Jean de la Lune n’échappe pas à la règle. Lunien sympathique et rondouillard, Jean vit seul et loin du monde, qu’il voit de sa lune-maison. Il finit par accéder à la terre, suite à un voyage en comète. À la fin de l’histoire, « on » nous apprend, je cite, que « Jean de la Lune trouvait qu’il n’avait pas été, en somme, bien reçu par les hommes de la Terre. Il lui tardait de retrouver sa vie tranquille. » Même s’il glorifie l’expérience, le « faire », le voyage, Tomi Ungerer rappelle dans chacun de ses livres l’importance de la vie intérieure, du goût de la solitude. Les clés que peuvent apporter la rêverie, l’imaginaire sont essentielles à la construction de tout individu.

L’auteur, s’il n’exclut pas la vie en collectivité, rappelle combien il est important d’être bien avec soi-même, de savoir faire des choses seul.e, de pouvoir construire sa vie avec et par soi-même à travers son monde intérieur. L’imaginaire, les idées doivent être acceptées, cultivées et parfois-même « domptées ».
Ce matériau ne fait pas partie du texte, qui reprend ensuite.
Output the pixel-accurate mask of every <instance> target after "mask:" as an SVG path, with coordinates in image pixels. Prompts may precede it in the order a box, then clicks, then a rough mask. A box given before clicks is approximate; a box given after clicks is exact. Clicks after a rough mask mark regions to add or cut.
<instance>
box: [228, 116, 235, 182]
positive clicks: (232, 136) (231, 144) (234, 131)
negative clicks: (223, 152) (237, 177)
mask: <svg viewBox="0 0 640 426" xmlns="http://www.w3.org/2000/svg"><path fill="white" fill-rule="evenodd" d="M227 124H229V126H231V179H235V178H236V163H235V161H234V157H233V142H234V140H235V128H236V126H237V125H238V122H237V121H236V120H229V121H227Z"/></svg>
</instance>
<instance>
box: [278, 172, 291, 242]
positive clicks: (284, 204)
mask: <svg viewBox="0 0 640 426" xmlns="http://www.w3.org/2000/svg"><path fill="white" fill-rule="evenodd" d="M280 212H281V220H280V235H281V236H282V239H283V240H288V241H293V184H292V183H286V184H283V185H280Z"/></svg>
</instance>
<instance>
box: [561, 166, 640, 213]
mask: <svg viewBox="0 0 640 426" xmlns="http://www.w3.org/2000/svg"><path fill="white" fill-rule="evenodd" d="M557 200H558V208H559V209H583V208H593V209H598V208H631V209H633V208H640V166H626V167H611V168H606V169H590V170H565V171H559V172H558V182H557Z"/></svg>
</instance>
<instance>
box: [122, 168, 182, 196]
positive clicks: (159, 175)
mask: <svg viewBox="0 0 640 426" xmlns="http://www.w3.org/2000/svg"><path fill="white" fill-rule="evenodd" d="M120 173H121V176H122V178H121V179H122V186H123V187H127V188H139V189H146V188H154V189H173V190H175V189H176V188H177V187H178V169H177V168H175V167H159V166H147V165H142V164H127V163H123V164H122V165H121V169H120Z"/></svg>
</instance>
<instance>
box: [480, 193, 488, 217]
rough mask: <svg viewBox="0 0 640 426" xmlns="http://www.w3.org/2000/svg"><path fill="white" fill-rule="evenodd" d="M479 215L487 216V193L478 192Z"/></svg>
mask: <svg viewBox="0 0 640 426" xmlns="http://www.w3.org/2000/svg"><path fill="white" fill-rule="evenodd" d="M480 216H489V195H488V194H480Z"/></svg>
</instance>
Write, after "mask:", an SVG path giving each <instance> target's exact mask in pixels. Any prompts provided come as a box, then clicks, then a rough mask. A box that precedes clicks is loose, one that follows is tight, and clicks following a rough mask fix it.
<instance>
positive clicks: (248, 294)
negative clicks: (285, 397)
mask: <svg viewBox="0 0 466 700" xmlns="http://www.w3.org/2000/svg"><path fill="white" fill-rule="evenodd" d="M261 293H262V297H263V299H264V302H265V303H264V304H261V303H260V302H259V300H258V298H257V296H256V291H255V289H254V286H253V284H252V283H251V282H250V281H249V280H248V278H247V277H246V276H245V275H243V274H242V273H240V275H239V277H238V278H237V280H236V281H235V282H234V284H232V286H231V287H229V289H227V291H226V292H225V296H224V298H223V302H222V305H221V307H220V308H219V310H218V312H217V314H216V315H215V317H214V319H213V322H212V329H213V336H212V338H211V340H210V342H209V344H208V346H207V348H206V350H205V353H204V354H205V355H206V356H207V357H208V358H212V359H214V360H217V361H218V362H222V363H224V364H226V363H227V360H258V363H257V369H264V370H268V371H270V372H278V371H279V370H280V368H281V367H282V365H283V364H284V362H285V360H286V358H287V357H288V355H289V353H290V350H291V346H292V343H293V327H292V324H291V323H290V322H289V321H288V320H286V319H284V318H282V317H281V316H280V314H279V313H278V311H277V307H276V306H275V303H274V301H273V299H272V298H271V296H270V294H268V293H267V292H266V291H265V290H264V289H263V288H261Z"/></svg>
Je ne vous parle pas ici de tous les livres de Tomi Ungerer : encore une fois son oeuvre est incroyablement vaste et il me reste encore, fort heureusement, plein de choses à découvrir.

Pour en savoir plus, le documentaire Tomi Ungerer – l’esprit frappeur est génial. Vous pouvez le voir en location notamment sur Youtube pour la modique somme de 2,99 Euros. Vous découvrirez Ungerer en son musée, en plein coeur de Strasbourg. Vous pourrez alors jeter un oeil amusé à sa belle collection d’objets de bon goût et aurez la chance de voir (oh !) une magnifique statue d’Hans Bellmer, constituée de deux mannequins en plastique aux formes féminines, soudés au niveau du ventre. Dépourvus de toute partie supérieure (ni bras, ni seins, ni têtes) les deux corps ainsi montés ne font plus qu’un : le monstre est exclusivement pourvu d’un double arrière-train et de quatre jambes. Selon Ungerer, cette statue est sensée représenter l’Alsace, l’un des deux côtés étant « destiné » à la France et l’autre à  l’Allemagne. En plus d’être un génie total, l’irrévérencieux reste parfaitement impayable.